If people assumed he’d retired from techno and retreated into obscurity, however, this year he’s proved everybody wrong. He recently released the collaborative ‘Live In Tokyo’ EP, with Little Nobody, through Hypnotic Room; he’s also thrown himself into some fantastic remixes, for people like Dale Baldwin – and is performing live again with Helmut Schmidt, better known as O.
“I love beer,” he demured last week, “but I love making music even more. This is a recipe of my own creation, rather than one handed down through the generations from a distant family member.”
As if to prove the point, Knispel has now unveiled his latest EP, the first real record he’s made in almost 4 years, and it’s been worth the wait. “I’ve been concocting ‘Your Move’ for quite some time,” he admitted. “I didn’t want to release the record until it was truly ready to be drunk.”

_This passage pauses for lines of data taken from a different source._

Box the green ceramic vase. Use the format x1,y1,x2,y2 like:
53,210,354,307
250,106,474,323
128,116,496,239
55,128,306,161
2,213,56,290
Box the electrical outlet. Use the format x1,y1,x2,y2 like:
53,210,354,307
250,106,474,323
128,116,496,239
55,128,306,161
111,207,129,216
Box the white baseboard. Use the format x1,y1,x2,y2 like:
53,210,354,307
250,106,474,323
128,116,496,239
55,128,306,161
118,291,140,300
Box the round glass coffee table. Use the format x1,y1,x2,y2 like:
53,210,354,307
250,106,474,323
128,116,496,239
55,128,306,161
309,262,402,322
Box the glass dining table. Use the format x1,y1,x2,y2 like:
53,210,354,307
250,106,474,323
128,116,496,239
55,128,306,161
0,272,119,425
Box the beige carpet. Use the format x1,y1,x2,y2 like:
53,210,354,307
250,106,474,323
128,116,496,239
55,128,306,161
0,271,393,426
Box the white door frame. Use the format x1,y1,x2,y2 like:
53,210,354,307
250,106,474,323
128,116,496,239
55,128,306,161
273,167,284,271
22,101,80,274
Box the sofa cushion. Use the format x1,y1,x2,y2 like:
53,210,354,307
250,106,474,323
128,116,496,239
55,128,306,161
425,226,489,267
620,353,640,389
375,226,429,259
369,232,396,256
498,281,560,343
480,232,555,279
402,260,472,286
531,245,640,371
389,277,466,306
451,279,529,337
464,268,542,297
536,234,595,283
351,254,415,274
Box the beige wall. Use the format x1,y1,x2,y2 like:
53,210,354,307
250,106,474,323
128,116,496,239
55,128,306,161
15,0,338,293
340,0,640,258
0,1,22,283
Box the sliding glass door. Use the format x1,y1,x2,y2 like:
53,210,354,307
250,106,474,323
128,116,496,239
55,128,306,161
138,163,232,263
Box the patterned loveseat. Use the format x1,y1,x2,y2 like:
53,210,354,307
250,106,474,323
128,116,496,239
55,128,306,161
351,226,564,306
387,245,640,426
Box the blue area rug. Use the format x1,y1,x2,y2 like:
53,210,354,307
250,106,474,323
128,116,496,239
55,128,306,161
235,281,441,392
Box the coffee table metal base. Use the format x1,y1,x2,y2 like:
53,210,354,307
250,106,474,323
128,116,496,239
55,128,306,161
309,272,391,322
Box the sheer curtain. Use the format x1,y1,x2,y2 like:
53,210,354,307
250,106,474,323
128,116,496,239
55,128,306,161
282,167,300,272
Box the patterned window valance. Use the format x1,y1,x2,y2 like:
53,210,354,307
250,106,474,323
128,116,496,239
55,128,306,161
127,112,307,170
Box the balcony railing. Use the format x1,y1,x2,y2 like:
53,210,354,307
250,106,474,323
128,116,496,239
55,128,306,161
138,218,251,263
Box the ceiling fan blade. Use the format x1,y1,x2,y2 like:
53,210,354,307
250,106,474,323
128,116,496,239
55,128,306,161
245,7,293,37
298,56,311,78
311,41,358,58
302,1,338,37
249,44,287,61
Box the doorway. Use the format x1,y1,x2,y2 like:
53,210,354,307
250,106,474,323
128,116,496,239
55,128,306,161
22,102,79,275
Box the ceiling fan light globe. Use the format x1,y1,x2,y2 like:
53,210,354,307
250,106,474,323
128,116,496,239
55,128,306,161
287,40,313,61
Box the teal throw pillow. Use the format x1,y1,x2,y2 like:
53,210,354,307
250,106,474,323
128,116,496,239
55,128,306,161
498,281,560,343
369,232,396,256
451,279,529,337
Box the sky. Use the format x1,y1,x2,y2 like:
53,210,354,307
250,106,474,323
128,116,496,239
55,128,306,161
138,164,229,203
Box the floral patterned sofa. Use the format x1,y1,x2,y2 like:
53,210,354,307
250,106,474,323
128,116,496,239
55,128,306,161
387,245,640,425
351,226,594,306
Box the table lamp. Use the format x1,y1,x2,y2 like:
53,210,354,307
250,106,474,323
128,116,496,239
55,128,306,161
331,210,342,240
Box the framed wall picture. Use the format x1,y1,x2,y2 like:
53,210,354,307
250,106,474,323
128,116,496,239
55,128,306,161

So, ignore for a moment the penchant for masks that this enigmatic German producer tends to dabble with in his scintillating live sets – in the studio, it’s his music that grabs hold of your attention, and sustains the iron grip up to the final moments of every single track – even at its more serene and laidback. This brand new EP is no different.
‘Your Move’ kicks off proceedings with a lazy, swirling patter of deep, minimalist techno breaks and an equally mesmerizing chime, ever deepening, until they finally unravel and remake themselves into crisp tech-house dubstep and subtly cut-up breaks at the 3:20 mark. With the journey only half-way complete, the track winds on from there in serenely beautiful fashion.
Dedicated to Ein Kleiner Schelm’s late lamented pet poodle, herself named after a character in his favorite novel, ‘Nikita Nezvanova’ is playful, funky, eclectic tech-house that weaves in and out of moments before finding a scorching club groove at 2:20, with no sense of a rush whatever.
‘Caesar’ goes all dark, melodramatic and orchestral, shades of Isao Tomita – sustained by restrained breakbeats, and an undercurrent of jazz/electro inflections. Thinking person’s techno under any other name, it’s assured and hypnotic stuff.
The final track, appropriately a Little Nobody remix of ‘Oddly Automobile’, is also the most up-for-it – a funky, simple, jazzily banging number that could be called a post-modern take on Detroit techno shaken and stirred with disco, but in reality otherwise defies classification and teases the listener as it slowly settles into a wonderful locked groove.
The ‘Your Move’ EP is techno house music that’s been constructed outside the confines of the contemporary dance music ring, then unmasked for all to see, hear – and feel.
Knispel’s own mask, however, remained through the course of our chat. Some things never change.